October 3, 2017 | Gisèle Bolduc
Mise à jour : November 11, 2020
In an article in the latest issue of Plos Pathogens, INRS professor Simona Stäger and her team show how the parasite Leishmania donovani uses a physiological response to low oxygen levels (hypoxia) to establish a chronic infection.
The parasite behind visceral leishmaniasis causes a chronic inflammation that enlarges the spleen and creates a hypoxic microenvironment. To compensate for the lack of oxygen and ensure their survival, cells adapt by inducing the expression of the transcription factor HIF-1α, the master regulator of the cellular response to hypoxia.
Professor Stäger and her team have demonstrated the effect of this key regulator on the function of monocytes and macrophages during viceral leishmaniasis, the most severe form of a tropical disease that affects millions of people around the world. These cells are the main targets of the parasite L. donovani.

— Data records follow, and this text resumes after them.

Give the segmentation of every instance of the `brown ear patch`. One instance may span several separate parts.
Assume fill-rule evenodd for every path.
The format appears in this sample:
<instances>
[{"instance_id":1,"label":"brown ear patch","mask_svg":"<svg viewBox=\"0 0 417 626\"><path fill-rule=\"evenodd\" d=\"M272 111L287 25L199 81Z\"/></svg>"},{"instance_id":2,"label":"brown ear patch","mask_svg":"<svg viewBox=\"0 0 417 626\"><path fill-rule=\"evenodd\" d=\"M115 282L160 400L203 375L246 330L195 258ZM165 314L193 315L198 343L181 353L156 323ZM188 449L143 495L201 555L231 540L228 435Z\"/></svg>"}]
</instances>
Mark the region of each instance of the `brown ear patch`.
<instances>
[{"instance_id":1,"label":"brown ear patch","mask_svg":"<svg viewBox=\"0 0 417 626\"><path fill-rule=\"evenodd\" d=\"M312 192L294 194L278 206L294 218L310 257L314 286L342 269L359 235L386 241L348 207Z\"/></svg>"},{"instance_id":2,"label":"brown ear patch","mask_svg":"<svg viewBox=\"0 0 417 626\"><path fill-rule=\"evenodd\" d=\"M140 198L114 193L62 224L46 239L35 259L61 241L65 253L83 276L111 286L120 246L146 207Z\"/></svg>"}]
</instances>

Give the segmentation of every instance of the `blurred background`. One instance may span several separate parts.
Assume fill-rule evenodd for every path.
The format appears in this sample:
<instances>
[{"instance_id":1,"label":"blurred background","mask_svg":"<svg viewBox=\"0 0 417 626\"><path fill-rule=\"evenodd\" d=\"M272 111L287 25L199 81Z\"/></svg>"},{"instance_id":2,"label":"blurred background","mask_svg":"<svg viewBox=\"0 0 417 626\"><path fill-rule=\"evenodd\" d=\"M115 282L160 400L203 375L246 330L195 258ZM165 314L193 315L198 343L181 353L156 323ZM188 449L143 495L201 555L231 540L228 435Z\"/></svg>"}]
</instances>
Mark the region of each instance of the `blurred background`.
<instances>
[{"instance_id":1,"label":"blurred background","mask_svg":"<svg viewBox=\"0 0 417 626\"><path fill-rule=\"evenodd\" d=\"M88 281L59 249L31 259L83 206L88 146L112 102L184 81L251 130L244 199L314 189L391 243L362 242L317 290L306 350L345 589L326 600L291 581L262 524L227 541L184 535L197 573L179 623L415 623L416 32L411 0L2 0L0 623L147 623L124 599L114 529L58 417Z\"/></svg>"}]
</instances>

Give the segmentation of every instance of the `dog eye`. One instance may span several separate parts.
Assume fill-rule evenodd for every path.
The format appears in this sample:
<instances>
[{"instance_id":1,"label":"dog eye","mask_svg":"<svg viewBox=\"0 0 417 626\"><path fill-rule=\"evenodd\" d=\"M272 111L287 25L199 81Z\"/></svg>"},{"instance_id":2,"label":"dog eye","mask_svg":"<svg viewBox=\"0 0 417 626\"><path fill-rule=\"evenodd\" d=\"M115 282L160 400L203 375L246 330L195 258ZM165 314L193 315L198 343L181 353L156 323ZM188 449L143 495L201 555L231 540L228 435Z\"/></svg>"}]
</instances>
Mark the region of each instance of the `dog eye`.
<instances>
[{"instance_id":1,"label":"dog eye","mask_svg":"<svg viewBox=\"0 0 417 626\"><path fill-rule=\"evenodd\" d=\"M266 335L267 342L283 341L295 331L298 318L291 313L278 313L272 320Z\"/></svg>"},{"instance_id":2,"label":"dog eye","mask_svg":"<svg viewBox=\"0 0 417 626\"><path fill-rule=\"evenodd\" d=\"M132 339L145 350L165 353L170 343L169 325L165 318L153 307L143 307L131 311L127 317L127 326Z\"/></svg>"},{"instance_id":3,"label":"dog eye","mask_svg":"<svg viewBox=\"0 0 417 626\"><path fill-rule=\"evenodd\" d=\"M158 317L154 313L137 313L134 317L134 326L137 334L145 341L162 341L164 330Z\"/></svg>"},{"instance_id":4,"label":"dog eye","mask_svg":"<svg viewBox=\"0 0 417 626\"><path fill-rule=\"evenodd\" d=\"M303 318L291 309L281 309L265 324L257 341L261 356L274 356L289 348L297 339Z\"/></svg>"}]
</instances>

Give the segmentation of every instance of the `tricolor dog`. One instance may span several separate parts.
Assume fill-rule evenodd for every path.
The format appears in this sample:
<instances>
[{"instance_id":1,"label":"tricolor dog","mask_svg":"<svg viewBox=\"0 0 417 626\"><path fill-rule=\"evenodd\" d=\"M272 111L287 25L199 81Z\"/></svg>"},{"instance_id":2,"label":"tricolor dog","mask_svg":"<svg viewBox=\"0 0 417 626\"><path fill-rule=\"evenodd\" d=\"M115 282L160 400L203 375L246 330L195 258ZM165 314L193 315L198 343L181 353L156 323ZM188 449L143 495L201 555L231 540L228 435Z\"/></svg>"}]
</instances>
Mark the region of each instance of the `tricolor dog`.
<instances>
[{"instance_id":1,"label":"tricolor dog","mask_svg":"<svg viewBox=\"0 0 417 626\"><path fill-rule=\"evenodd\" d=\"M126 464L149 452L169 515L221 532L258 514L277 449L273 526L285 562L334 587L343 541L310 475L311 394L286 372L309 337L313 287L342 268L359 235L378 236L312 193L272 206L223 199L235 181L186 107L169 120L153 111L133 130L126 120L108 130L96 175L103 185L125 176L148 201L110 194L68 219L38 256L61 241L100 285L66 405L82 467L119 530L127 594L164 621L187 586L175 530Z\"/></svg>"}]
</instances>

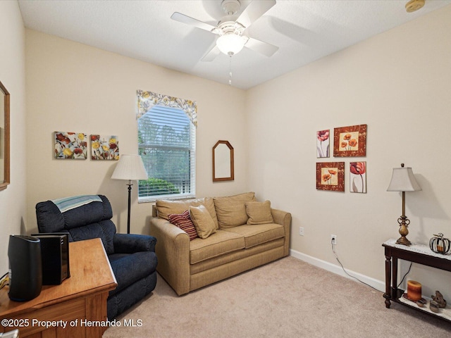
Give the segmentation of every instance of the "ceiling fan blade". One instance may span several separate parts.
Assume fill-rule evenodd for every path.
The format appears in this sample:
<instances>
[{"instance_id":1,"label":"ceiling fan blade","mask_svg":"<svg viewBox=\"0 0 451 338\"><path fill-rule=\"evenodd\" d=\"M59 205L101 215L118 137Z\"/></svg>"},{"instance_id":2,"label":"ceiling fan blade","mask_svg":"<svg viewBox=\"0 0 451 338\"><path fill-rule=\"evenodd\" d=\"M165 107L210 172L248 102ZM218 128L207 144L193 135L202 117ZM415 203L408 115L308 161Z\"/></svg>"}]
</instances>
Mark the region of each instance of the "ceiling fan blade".
<instances>
[{"instance_id":1,"label":"ceiling fan blade","mask_svg":"<svg viewBox=\"0 0 451 338\"><path fill-rule=\"evenodd\" d=\"M245 46L253 51L258 51L268 57L272 56L279 49L277 46L252 37L249 38Z\"/></svg>"},{"instance_id":2,"label":"ceiling fan blade","mask_svg":"<svg viewBox=\"0 0 451 338\"><path fill-rule=\"evenodd\" d=\"M216 56L218 56L220 53L221 51L218 48L218 46L216 46L215 44L214 46L211 49L210 49L210 51L206 54L204 56L201 61L204 62L211 62L216 58Z\"/></svg>"},{"instance_id":3,"label":"ceiling fan blade","mask_svg":"<svg viewBox=\"0 0 451 338\"><path fill-rule=\"evenodd\" d=\"M248 27L257 19L266 13L276 4L276 0L257 1L251 2L237 19L237 22Z\"/></svg>"},{"instance_id":4,"label":"ceiling fan blade","mask_svg":"<svg viewBox=\"0 0 451 338\"><path fill-rule=\"evenodd\" d=\"M208 30L209 32L213 32L213 30L216 28L215 26L210 25L209 23L199 21L197 19L194 19L194 18L191 18L190 16L185 15L185 14L182 14L178 12L174 12L173 15L171 15L171 18L175 21L178 21L179 23L190 25L192 26L197 27L197 28L200 28L201 30Z\"/></svg>"}]
</instances>

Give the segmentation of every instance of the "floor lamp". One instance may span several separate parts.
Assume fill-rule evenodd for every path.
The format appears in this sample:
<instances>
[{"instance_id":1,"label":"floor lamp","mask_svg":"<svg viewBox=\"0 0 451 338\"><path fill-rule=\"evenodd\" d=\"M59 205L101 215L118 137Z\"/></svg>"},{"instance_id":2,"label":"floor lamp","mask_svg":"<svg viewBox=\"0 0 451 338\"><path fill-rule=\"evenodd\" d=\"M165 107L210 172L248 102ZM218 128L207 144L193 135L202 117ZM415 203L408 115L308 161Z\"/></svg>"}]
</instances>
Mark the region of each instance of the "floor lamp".
<instances>
[{"instance_id":1,"label":"floor lamp","mask_svg":"<svg viewBox=\"0 0 451 338\"><path fill-rule=\"evenodd\" d=\"M113 180L128 180L128 214L127 215L127 233L130 234L130 209L131 204L132 181L147 180L147 173L144 168L140 155L121 155L114 169Z\"/></svg>"}]
</instances>

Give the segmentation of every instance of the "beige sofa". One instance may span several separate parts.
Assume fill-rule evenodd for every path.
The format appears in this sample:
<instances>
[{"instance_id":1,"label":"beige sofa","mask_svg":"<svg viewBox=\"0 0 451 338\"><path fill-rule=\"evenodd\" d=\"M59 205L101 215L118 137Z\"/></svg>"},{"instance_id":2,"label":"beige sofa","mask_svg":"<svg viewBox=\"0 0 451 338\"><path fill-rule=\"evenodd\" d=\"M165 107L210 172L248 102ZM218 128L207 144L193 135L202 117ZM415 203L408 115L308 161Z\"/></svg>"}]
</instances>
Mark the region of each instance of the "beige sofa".
<instances>
[{"instance_id":1,"label":"beige sofa","mask_svg":"<svg viewBox=\"0 0 451 338\"><path fill-rule=\"evenodd\" d=\"M186 220L187 211L204 238L190 240L195 233L187 230L189 236L169 222ZM157 270L178 295L187 294L288 256L290 224L290 213L257 201L253 192L157 201L150 220L150 234L158 241Z\"/></svg>"}]
</instances>

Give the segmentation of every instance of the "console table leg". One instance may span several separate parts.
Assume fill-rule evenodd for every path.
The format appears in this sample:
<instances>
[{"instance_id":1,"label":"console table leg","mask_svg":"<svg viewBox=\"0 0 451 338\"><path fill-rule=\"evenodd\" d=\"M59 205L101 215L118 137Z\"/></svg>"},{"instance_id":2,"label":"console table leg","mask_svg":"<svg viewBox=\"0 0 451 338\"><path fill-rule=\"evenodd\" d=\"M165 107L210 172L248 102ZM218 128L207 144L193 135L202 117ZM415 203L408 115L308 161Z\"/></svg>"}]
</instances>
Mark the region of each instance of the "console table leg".
<instances>
[{"instance_id":1,"label":"console table leg","mask_svg":"<svg viewBox=\"0 0 451 338\"><path fill-rule=\"evenodd\" d=\"M385 293L383 297L385 299L385 308L390 308L390 300L392 297L391 283L392 283L392 257L385 255Z\"/></svg>"}]
</instances>

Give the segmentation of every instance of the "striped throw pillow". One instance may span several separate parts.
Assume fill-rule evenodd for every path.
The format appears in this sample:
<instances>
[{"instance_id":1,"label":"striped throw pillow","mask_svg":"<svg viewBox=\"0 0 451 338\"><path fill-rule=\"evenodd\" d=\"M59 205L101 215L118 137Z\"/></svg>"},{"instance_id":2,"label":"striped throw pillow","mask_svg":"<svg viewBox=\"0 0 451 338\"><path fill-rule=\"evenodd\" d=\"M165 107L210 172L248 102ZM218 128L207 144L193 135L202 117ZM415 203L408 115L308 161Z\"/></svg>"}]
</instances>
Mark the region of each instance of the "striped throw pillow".
<instances>
[{"instance_id":1,"label":"striped throw pillow","mask_svg":"<svg viewBox=\"0 0 451 338\"><path fill-rule=\"evenodd\" d=\"M171 213L168 215L169 222L174 225L182 229L190 236L190 240L192 241L194 238L197 238L197 232L196 227L190 217L190 211L187 210L182 214Z\"/></svg>"}]
</instances>

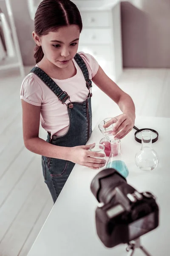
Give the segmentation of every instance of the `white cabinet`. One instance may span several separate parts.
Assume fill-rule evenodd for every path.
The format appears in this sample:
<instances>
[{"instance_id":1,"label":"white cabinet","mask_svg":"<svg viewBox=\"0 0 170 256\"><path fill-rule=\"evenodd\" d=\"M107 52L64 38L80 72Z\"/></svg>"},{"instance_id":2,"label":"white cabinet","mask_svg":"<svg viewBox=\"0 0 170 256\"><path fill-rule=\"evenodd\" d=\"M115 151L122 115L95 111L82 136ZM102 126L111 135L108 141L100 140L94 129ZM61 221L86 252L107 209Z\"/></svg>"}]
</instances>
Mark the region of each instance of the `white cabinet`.
<instances>
[{"instance_id":1,"label":"white cabinet","mask_svg":"<svg viewBox=\"0 0 170 256\"><path fill-rule=\"evenodd\" d=\"M85 8L81 6L83 1L73 1L83 22L78 51L93 55L105 73L116 81L122 72L120 2L110 0L113 4L102 11L101 6L95 8L89 4Z\"/></svg>"}]
</instances>

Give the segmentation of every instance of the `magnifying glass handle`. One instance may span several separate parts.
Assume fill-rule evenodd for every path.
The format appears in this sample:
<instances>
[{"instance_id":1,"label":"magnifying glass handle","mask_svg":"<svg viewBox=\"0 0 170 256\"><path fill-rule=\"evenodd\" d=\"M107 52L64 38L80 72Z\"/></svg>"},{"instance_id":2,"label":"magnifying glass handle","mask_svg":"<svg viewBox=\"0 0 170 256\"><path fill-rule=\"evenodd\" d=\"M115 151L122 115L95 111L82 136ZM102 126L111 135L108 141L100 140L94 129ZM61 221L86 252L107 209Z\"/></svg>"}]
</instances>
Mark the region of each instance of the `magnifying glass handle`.
<instances>
[{"instance_id":1,"label":"magnifying glass handle","mask_svg":"<svg viewBox=\"0 0 170 256\"><path fill-rule=\"evenodd\" d=\"M136 126L134 126L133 127L134 129L135 129L135 130L136 130L136 131L139 131L139 129L138 129L138 128L137 128L137 127Z\"/></svg>"}]
</instances>

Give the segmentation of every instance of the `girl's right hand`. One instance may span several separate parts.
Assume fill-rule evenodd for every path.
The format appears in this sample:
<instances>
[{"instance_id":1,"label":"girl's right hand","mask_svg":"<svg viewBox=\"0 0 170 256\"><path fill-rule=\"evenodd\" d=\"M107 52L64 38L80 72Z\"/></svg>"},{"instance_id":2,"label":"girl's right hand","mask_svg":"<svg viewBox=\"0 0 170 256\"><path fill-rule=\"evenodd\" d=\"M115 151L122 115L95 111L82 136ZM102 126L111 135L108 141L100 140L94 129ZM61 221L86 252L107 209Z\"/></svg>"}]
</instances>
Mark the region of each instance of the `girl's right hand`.
<instances>
[{"instance_id":1,"label":"girl's right hand","mask_svg":"<svg viewBox=\"0 0 170 256\"><path fill-rule=\"evenodd\" d=\"M88 151L91 145L77 146L71 148L68 160L91 169L99 169L99 168L104 167L106 163L106 160L94 157L104 157L105 155Z\"/></svg>"}]
</instances>

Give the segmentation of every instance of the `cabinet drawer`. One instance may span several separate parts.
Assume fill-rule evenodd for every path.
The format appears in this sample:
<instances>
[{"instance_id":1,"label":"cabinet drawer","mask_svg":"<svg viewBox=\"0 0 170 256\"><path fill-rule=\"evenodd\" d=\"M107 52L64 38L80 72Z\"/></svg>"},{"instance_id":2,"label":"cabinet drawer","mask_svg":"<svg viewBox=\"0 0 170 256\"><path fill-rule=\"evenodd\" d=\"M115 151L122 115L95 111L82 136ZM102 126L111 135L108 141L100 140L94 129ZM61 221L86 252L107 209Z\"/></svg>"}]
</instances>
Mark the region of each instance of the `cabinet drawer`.
<instances>
[{"instance_id":1,"label":"cabinet drawer","mask_svg":"<svg viewBox=\"0 0 170 256\"><path fill-rule=\"evenodd\" d=\"M78 51L90 53L98 61L102 60L112 60L112 50L111 46L108 45L87 46L79 45L78 48Z\"/></svg>"},{"instance_id":2,"label":"cabinet drawer","mask_svg":"<svg viewBox=\"0 0 170 256\"><path fill-rule=\"evenodd\" d=\"M110 29L84 29L80 34L80 44L102 44L112 43L112 33Z\"/></svg>"},{"instance_id":3,"label":"cabinet drawer","mask_svg":"<svg viewBox=\"0 0 170 256\"><path fill-rule=\"evenodd\" d=\"M111 17L109 12L82 12L83 27L109 27Z\"/></svg>"}]
</instances>

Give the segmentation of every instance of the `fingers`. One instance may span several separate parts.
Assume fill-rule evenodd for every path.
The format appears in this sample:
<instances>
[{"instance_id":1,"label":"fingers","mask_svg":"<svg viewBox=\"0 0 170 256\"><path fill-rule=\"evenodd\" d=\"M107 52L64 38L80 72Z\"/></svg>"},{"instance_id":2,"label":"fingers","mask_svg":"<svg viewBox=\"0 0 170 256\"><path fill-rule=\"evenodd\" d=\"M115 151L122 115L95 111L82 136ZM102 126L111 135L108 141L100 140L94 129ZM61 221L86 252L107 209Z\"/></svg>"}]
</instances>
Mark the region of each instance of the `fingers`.
<instances>
[{"instance_id":1,"label":"fingers","mask_svg":"<svg viewBox=\"0 0 170 256\"><path fill-rule=\"evenodd\" d=\"M94 158L94 157L88 157L88 163L94 163L99 164L105 164L106 161L105 159L100 159L99 158Z\"/></svg>"},{"instance_id":2,"label":"fingers","mask_svg":"<svg viewBox=\"0 0 170 256\"><path fill-rule=\"evenodd\" d=\"M112 125L112 124L114 124L114 123L116 123L117 122L117 119L116 118L116 117L114 117L113 118L112 118L112 119L111 119L110 120L109 120L109 121L107 122L107 123L106 123L103 125L103 127L104 128L107 128L109 126L110 126L110 125Z\"/></svg>"},{"instance_id":3,"label":"fingers","mask_svg":"<svg viewBox=\"0 0 170 256\"><path fill-rule=\"evenodd\" d=\"M116 126L116 125L115 125ZM126 130L125 131L125 129L126 128ZM114 128L114 131L112 133L113 135L115 135L118 133L119 133L120 131L120 132L122 132L121 136L125 132L126 132L129 129L129 126L128 125L128 122L127 120L125 120L119 126L119 128L115 130L116 128Z\"/></svg>"},{"instance_id":4,"label":"fingers","mask_svg":"<svg viewBox=\"0 0 170 256\"><path fill-rule=\"evenodd\" d=\"M119 131L122 130L122 128L119 129L120 126L123 123L123 122L124 122L124 121L125 121L125 120L126 120L126 118L123 115L121 115L121 117L118 119L113 128L113 131L116 131L116 133L118 133L118 131L116 130L118 129L118 128L119 128Z\"/></svg>"},{"instance_id":5,"label":"fingers","mask_svg":"<svg viewBox=\"0 0 170 256\"><path fill-rule=\"evenodd\" d=\"M93 167L92 166L89 166L85 165L84 166L85 166L86 167L88 167L88 168L90 168L91 169L94 169L94 170L97 170L99 169L99 167Z\"/></svg>"},{"instance_id":6,"label":"fingers","mask_svg":"<svg viewBox=\"0 0 170 256\"><path fill-rule=\"evenodd\" d=\"M118 134L117 136L117 135L116 136L115 136L115 139L117 138L117 139L119 139L119 140L121 140L121 139L122 139L123 138L125 137L125 136L126 135L127 135L129 133L129 132L130 132L130 131L132 131L132 129L131 128L130 129L129 129L129 130L127 131L126 131L125 133L122 133L122 131L121 131L119 133L120 134ZM121 133L123 134L121 134Z\"/></svg>"},{"instance_id":7,"label":"fingers","mask_svg":"<svg viewBox=\"0 0 170 256\"><path fill-rule=\"evenodd\" d=\"M91 146L92 146L92 145L95 145L96 143L94 143L92 144L90 144L89 145L82 145L82 146L80 146L81 148L83 148L83 149L89 149L91 147Z\"/></svg>"}]
</instances>

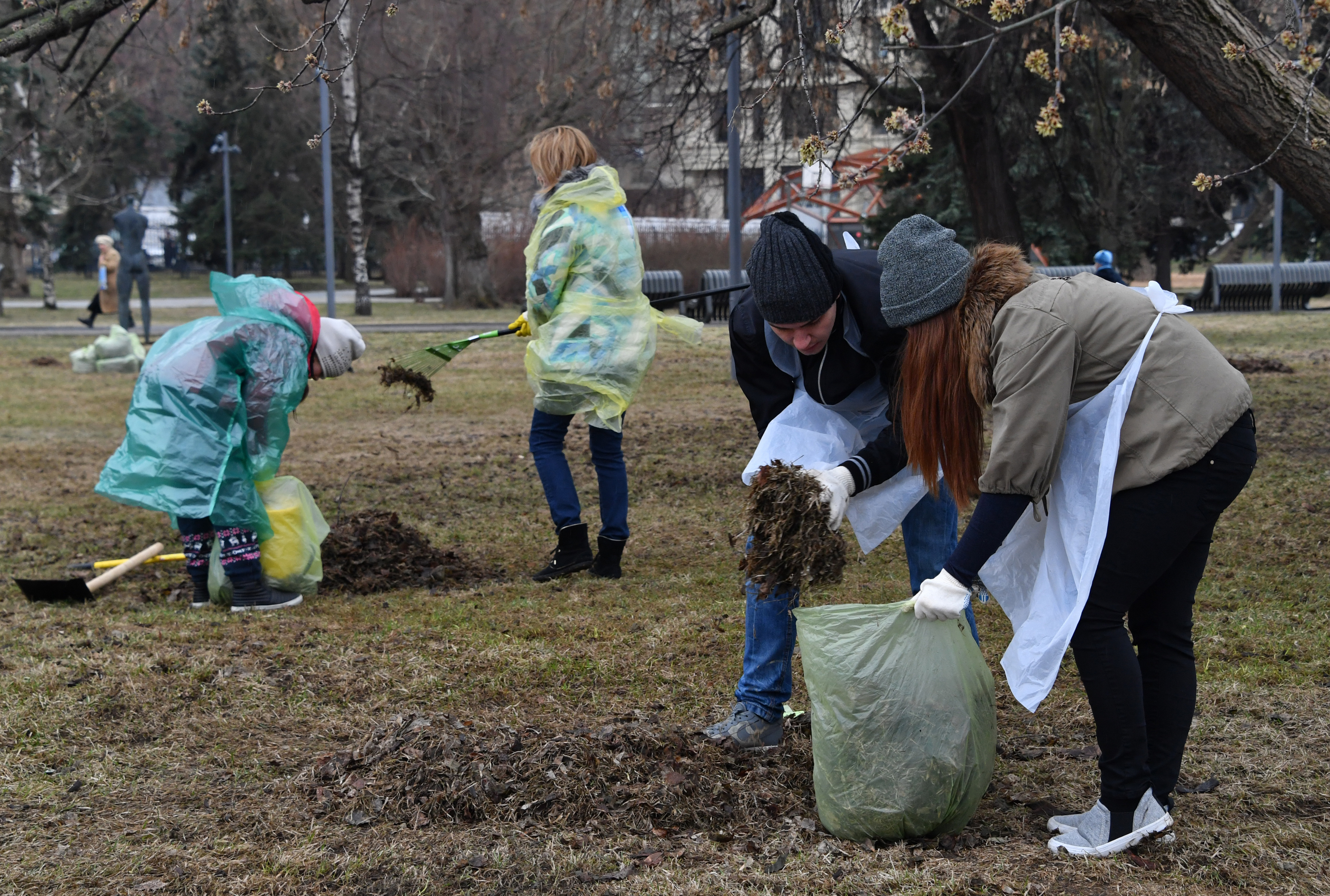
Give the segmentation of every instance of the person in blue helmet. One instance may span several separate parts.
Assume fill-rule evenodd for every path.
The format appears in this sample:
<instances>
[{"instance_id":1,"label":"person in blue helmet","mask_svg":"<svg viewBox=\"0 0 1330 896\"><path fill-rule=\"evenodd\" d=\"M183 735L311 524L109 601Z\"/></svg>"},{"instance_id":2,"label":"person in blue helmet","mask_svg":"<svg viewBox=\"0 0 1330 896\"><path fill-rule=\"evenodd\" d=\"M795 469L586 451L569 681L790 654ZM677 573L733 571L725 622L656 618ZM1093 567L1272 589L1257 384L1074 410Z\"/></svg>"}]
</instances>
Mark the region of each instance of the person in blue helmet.
<instances>
[{"instance_id":1,"label":"person in blue helmet","mask_svg":"<svg viewBox=\"0 0 1330 896\"><path fill-rule=\"evenodd\" d=\"M1100 249L1097 253L1095 253L1095 277L1100 277L1108 280L1109 283L1123 283L1124 286L1127 284L1127 280L1123 279L1123 275L1119 274L1117 269L1113 267L1113 253L1108 251L1107 249Z\"/></svg>"},{"instance_id":2,"label":"person in blue helmet","mask_svg":"<svg viewBox=\"0 0 1330 896\"><path fill-rule=\"evenodd\" d=\"M194 586L209 602L207 566L219 542L231 610L295 606L269 586L259 542L273 537L254 483L273 479L291 429L287 416L311 379L339 376L364 352L346 320L321 318L286 280L213 274L219 315L172 327L148 358L125 416L125 440L96 492L169 513Z\"/></svg>"}]
</instances>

“Our lab work demonstrates that HIF-1α plays a key role in the establishment of chronic Leishmania infections by reducing the capacity of monocytes and macrophages to kill the parasite. We also found that HIF-1α gives these cells immunosuppressant properties.”Simona Stäger, professor
The results of this study are published in an article entitled “HIF-1α is a key regulator in potentiating suppressor activity and limiting the microbiocidal capacity of MDSC-like cells during visceral leishmaniasis,” in Plos Pathogens. Akil Hammami, Belma Melda Abidin, Tania Charpentier, Aymeric Fabié, Annie-Pier Duguay, Krista M. Heinonen, and Simona Stäger of INRS–Institut Armand-Frappier participated in this research, which was funded by the Canadian Institutes of Health Research, the Natural Sciences and Engineering Research Council of Canada, Fonds de recherche du Québec – Santé, and the Canada Foundation for Innovation.